DOI: 10.1108/ijius-04-2026-0138 ISSN: 2049-6427

Estimation of effect of low-frequency vibrations on the fouling mitigation and performance of double-pipe heat exchanger using fuzzy inference system

Savitri Vemireddi, Sewan Das Patle

Purpose

The present study develops an artificial intelligence (AI)-based prediction tool to estimate the performance of a double-pipe heat exchanger under low-frequency vibrations. For this purpose, an experimental setup has been developed to generate several data points that can be used to train the AI model.

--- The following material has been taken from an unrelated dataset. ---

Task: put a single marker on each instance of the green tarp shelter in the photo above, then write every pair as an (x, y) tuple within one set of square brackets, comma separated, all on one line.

Design/methodology/approach

This study starts with development of an experimental setup consisting of a double-pipe heat exchanger and a low-frequency vibratory module capable of producing vibrations up to 1,250 kHz. Further, 0.3% CuO nanoparticles are mixed with water as a cold fluid flowing through the inner pipe, at varying low-frequency vibrations. The generated data points are then fed into fuzzy inference system to obtain the relationship among the input and output process parameters.

Findings

It is found that the heat transfer enhancement is raised to 40% under the presence of low-frequency vibrations as compared to the experiments carried out without the presence of vibrations. However, the relation between the presence of low frequencies with respect to the heat exchanger performance is non-uniform. Further, the developed fuzzy-based prediction tool allows for optimisation and found five optimal data points where the heat exchanger operates at the maximum enhancement factor of 1.6252.

Originality/value

The current investigation is extended to the implementation of a fuzzy inference system to obtain the relation between the input parameters, i.e. cold fluid flow rate, hot fluid flow rate and frequency and the output parameter as the performance of a double-pipe heat exchanger. A wide range of experimental datasets at 16-fluid flow combinations are collected to train and validate the prediction model.